Blind Sites
Giclee, variable dimensions.
2014-2024
The history of masts is a tale of technological innovation and environmental exploitation. For centuries they were the literal backbone of a global network of trade and colonisation. The masts that once sailed the seas now sit silently amidst us, their invisible signals drawing us into a world of disembodied interaction. Despite the almost benign appearance of these skeletal extrusions, they support trans-global systems that are transforming our concepts of place, identity and experience.

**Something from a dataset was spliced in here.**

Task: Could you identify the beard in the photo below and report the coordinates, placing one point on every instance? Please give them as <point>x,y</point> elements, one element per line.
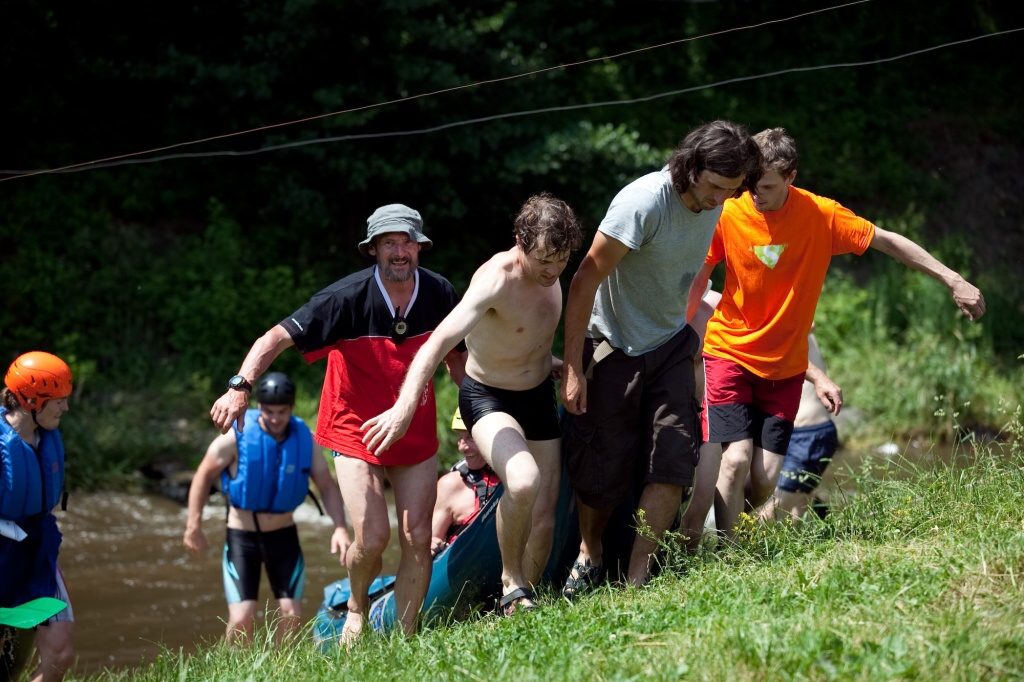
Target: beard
<point>392,274</point>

Like blindsighted sailors navigating a sea of data, we are promised progress and prosperity, but at what cost?
53°30'13.0"N 2°22'46.2"W
53°32'16.8"N 2°18'05.9"W
55°10'05.5"N 7°14'37.5"W
Island identities were once founded on the historical and cultural sense of belonging defined by their borders. But contemporary trans-global communication systems interrupt this pre-digital condition and produce a dematerialisation and remoteness from experience of place. The infrastructure necessary to support these systems has an industrial functionality that disguises the depth of their impact on our material relations with the landscape.
Blind Sites
Digital Humanities research into the 'Digital Anthropocene' reveal the unarguable interconnectedness of human fields of agency. Concepts of place, belonging and identity are viewed against geological deep time as well as contemporary social / political / technological / cultural upheavals. In 'her 2008 essay 'Shadow Places and the Politics of Dwelling' Val Plumwood wrote of the 'shadow places' that produce, or are affected by, our collective consumption of commodity. In raising key arguments around 'dematerialisation and place', 'environmental consciousness', and 'attachment to place' she underscored the necessity for each of us to be conscious of the deep time relationships between the material and immaterial world that we produce.